Register For Our Mailing List

Register to receive our free weekly newsletter including editorials.

Home / 533

A-REITs: what the market gloom is missing

Historically, investors have looked to Australian Real Estate Investment Trusts (A-REITs) as a medium-to-long term property investment option, providing a sound base of distribution yield, capital growth and with the added benefit of liquidity. The A-REIT market offers retail investors an opportunity to invest in some of the highest quality real estate in Australia with strong lease covenants, such as ASX listed corporates, Governments, multinationals, and national tenants. Strong lease covenants ensure contractual rent commitments flow-on to investors in the form of distributions. The large scale of A-REIT property portfolios and consequent tenant diversification ensures that a single tenant expiry is unlikely to negatively impact investors distributions.

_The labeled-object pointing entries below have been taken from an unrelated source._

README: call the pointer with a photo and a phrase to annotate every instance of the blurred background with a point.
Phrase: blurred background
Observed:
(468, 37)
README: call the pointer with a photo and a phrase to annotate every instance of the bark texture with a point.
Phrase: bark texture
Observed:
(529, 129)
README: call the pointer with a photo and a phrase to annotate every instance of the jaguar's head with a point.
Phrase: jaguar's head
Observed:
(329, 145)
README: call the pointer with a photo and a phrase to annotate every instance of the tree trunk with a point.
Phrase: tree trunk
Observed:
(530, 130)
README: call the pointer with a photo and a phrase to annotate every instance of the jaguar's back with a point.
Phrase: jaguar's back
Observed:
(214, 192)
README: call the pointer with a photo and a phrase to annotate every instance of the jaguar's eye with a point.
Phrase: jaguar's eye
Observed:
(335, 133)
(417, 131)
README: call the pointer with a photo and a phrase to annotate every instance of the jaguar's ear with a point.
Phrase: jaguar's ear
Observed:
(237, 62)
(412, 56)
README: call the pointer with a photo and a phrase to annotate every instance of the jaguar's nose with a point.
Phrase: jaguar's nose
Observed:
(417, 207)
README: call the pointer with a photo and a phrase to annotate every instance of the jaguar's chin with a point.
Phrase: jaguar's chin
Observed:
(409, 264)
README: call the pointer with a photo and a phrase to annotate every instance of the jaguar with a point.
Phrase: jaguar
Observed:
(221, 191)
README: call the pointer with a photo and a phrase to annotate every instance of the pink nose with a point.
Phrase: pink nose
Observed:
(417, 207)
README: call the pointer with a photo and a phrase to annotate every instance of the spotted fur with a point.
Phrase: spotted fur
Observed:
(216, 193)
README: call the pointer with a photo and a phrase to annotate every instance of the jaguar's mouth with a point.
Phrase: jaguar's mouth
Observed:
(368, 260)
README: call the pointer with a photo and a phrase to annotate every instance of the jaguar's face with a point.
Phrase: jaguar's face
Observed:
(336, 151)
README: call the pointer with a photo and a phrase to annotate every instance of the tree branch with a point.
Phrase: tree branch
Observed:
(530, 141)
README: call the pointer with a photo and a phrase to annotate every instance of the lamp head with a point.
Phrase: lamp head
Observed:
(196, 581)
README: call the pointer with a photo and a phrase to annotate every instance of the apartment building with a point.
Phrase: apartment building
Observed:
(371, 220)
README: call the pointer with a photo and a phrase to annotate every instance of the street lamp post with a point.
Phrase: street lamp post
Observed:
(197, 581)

A-REITs can diversify your investment portfolio by exposure to the core property sub-sectors of industrial, retail, office and to the emerging alternate sectors of seniors living, affordable residential rentals, self-storage, healthcare, data centres and the build-to-rent residential sector. Many of these nascent high growth alternate property sub-sectors will capture the convergence of societal megatrends, such as urbanisation and technology, affordable housing and ageing demographics, to cite just a few.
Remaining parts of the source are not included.